Simplesmente bonito demais, quando uma pessoa está tomada por fortes emoções, não conseguindo traduzir por palavras adequadas tudo o que sente. É igual um adolescente tomado pela paixão, tentando encontrar palavras para traduzir tudo aquilo que pesa em seu peito. Dizer “Eu te amo?” Isso é tão pouco para o que está sentindo... Em momentos de fortes emoções, a gente confunde as coisas e acaba até colocando adrenalina no armário, enquanto é tomado pela naftalina...

De Dunga, ex-técnico da Seleção: “As pessoas querem que o Brasil vença e ganhe”.

Dizem que o futebol é o esporte em que nem sempre vence o melhor. Daí, uma das razões do fascínio que exerce sobre as pessoas: é onde David pode derrotar Golias, o pequeno derrubar o grande, o pobre esmagar o rico. Entretanto, quando joga a Seleção, é preciso vencer e ganhar, isto é, vencer e convencer. Essa visão romântica tende a virar poeira da história, nas lembranças de um Telê Santana, de um João Saldanha. O futebol deixa de ser poesia, perde seu lirismo, para se tornar algo robotizado e mecânico. A fala de Dunga parece lembrar essa nova geração. 

De Vladimir, ex-Corinthians: “Eu disconcordo com o que você disse”.

Quando você discorda de alguém, está se colocando em posição contrária, apelativa, como se estivesse disposto a uma briga. Isso não fazia parte da índole, da natureza do brasileiro até pouco tempo atrás (quando surgiram as redes sociais). A nossa história não é construída com armas, de lutas, de guerras, mas de acordos, sobre e debaixo de panos, com conchavos e tapinhas nas costas. Este era (até surgirem as redes sociais) um país onde tudo se ajeitava, era o país do jeitinho (agora, virou o país da mentira institucionalizada). Se discordar é ir para o outro lado da rua, disconcordar é - com mil pedidos de desculpas - quase que ficar ao lado.

De Dario, ex-jogador do Clube Atlético Mineiro: “Não venham com a problemática, que eu tenho a solucionática”.

Está aí uma citação que torna o rugido de leão um miado de gato. Ou seja, algo que poderia nos causar muita preocupação e ansiedade não passa de algo banal e insignificante. Problemas, onde? Que bobagem! Isso não passa de uma problemática, para a qual eu tenho a solucionática! E tem mais: “o amor é lindo!”

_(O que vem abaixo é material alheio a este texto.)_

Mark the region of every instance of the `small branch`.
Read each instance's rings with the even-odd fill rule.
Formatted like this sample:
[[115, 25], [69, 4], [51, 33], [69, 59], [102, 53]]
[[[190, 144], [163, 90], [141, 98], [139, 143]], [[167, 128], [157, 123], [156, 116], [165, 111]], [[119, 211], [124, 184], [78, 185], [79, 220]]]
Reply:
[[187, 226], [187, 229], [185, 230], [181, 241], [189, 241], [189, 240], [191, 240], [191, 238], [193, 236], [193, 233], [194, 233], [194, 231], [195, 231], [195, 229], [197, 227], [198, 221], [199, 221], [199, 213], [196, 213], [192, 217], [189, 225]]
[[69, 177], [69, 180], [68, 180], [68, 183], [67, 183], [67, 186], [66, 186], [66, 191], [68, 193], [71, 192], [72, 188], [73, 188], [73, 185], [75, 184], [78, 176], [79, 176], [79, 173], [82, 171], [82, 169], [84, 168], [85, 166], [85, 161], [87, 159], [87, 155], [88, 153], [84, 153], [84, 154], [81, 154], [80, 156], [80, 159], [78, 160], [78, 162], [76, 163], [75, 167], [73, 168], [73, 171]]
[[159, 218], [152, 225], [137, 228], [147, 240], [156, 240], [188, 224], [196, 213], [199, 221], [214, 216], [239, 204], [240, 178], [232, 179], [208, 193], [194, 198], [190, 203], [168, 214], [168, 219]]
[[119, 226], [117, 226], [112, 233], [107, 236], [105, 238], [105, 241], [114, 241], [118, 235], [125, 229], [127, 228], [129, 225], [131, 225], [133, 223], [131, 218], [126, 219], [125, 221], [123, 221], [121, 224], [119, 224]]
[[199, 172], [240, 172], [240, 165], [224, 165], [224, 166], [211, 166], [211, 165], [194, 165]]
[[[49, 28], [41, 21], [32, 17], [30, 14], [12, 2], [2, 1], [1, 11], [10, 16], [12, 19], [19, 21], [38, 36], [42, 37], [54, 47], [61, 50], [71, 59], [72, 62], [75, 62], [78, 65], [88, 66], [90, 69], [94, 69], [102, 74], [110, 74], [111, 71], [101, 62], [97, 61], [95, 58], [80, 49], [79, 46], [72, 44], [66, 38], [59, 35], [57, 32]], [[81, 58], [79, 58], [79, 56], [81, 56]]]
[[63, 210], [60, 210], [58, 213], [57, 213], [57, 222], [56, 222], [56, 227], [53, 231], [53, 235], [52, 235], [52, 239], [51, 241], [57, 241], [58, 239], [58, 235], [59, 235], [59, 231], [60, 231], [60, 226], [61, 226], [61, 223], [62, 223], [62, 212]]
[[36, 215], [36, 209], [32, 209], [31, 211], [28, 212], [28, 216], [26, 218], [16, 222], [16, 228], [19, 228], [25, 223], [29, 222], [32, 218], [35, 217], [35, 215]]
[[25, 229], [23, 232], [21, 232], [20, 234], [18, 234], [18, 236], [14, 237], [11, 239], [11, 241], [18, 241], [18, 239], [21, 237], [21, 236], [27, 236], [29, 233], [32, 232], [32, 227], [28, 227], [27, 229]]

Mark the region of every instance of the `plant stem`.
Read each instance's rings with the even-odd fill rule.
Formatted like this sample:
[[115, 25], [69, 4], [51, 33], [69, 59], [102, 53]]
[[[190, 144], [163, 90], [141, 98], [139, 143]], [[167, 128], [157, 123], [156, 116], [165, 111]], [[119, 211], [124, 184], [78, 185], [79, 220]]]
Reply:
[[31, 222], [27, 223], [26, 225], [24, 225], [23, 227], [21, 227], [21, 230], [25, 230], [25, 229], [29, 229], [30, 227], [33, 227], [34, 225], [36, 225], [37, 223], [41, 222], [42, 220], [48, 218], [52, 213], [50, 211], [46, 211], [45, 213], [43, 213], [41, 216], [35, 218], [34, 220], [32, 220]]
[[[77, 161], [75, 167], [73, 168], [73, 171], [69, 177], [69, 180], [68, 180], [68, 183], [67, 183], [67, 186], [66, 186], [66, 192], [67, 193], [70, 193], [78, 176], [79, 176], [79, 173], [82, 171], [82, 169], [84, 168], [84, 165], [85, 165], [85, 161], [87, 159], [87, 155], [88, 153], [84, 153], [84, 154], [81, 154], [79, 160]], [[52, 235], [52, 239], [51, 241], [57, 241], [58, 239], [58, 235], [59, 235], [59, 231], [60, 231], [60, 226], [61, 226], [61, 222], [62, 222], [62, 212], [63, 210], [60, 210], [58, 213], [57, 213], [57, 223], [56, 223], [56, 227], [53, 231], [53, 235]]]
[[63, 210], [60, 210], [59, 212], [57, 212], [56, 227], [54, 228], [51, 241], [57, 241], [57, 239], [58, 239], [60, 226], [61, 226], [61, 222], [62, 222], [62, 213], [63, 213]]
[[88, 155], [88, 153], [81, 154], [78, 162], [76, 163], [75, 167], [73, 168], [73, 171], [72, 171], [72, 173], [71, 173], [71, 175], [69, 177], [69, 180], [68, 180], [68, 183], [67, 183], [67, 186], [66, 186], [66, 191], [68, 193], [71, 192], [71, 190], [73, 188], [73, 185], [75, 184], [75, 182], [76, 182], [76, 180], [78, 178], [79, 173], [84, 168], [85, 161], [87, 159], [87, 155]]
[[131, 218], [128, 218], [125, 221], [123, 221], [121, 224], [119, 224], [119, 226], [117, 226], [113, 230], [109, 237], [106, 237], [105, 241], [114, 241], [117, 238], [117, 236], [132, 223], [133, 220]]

De Vicente Matheus, ex-presidente do Corinthians: “O difícil, como vocês sabem, não é fácil”. (Autor também das frases: “O Sócrates é invendável, inegociável e imprestável”; “Jogador tem que ser completo como o pato, que é um bicho aquático e gramático).

Não, as pessoas nem sempre sabem que o difícil não é fácil. Dizendo: “como vocês sabem”, Matheus está convidando para que façamos um discernimento entre o que é fácil e o que é difícil. Se o difícil fosse fácil, ele não seria difícil; sendo difícil, ele não pode ser fácil. O problema da vida humana é que muitos tomam o fácil como difícil, tornando difícil aquilo que é fácil; de outro modo, outros acreditam que o difícil é fácil, facilitando aquilo que, por natureza, não é fácil, mas difícil. Uma frase, aparentemente simples, esconde toda a complexidade de ser e de não ser.

Falando em complexidade, vamos terminar lembrando uma frase de Don Shula, tirada das lidas com o futebol: O sucesso não é para sempre e o fracasso não é fatal”. Assim é a vida, as conquistas passam e a derrota sempre aponta a possibilidade de um recomeço.